Am besten am Anfang ein Buch kaufen und lesen. z.B. Java von Kopf bis Fuß.


----------



## Kabior (28. Jun 2011)

Final_Striker hat gesagt.:


> Am besten am Anfang ein Buch kaufen und lesen. z.B. Java von Kopf bis Fuß.



Ich danke dir. Wenigstens mal einer, der mir eine hilfreiche Antwort liefert. Nichts gegen die anderen, aber die diskutieren über irgendwelche üebrirdischen sachen, die ich sowieso nicht verstehe 

P.s. kann mir wer nen Link dazu schicken? - WO ich das kaufen kann? - Finde ganz viele verschieden. Java von kopf bis fuß, kavascript von kopf bis fuß etc. oO:autsch:


----------



## frapo (28. Jun 2011)

Na was möchtest Du lernen? Java oder Javascript? . Kaufen kannst Du es z.B. bei amazon. 

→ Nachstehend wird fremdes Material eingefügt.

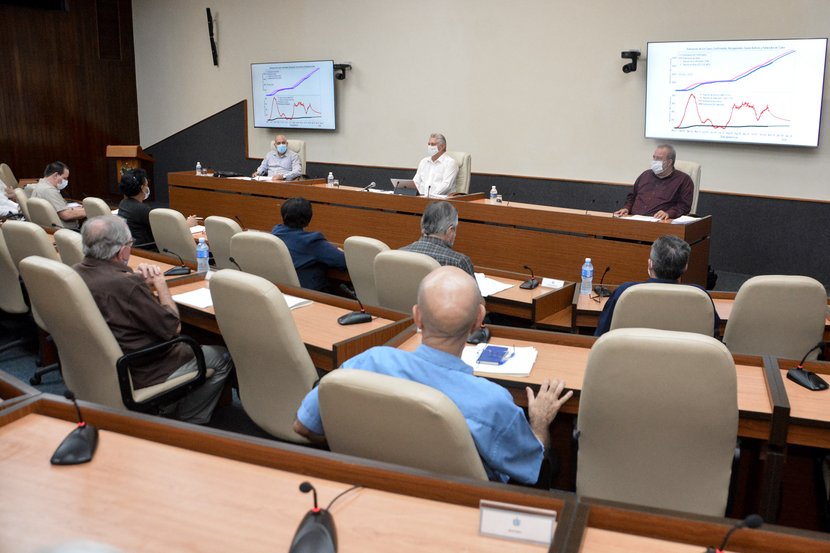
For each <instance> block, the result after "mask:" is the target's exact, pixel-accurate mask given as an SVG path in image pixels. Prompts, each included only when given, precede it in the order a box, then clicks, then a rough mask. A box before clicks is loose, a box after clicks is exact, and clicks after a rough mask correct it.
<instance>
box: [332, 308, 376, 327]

Hier ist auch ein schönes Buch: Galileo Computing :: Java ist auch eine Insel –


----------



## Kabior (28. Jun 2011)

frapo hat gesagt.:


> Na was möchtest Du lernen? Java oder Javascript? . Kaufen kannst Du es z.B. bei amazon.
> 
> Hier ist auch ein schönes Buch: Galileo Computing :: Java ist auch eine Insel –



Das ist die Frage.
Weißt du, ich weiß es nicht. Mit was mahce ich den was? wo fängt man den an? und wo ist da der unterschied? uh ist das peinlich. ;(


----------



## frapo (28. Jun 2011)

Kennst Du google und/oder Wikipedia? 

Mach Dich doch erstmal schlau, was der Unterschied zwischen Java und Javascript ist. Die Arbeit musst Du Dir schon selber machen, das kann Dir hier keiner abnehmen.

Vor allem weißt ja auch nur Du, was Du eigentlich konkret machen willst


----------



## Kamil (29. Jun 2011)

Oder erst einmal die Frage was Du persönlich mit dem Erlernen einer Programmiersprache erreichen möchtest. Ein bestimmtes Ziel vor Augen? Entsprechend könnte die Antwort wo Du anfangen kannst anders ausfallen.  Und was ich als Neuling auch immer empfehlen kann: Am Anfang bzw. immer wieder nebenbei sein mathematisches Verständnis auffrischen. Zumindest ich hänge öfter an mathematischen Problemen als am reinen Verständnis was Objekte oder Methoden sind fest. 

Spätestens wenn Dir das erste Sinus über den Weg läuft... sucht man plötzlich schlagartig nach seinen alten Mathebüchern.


----------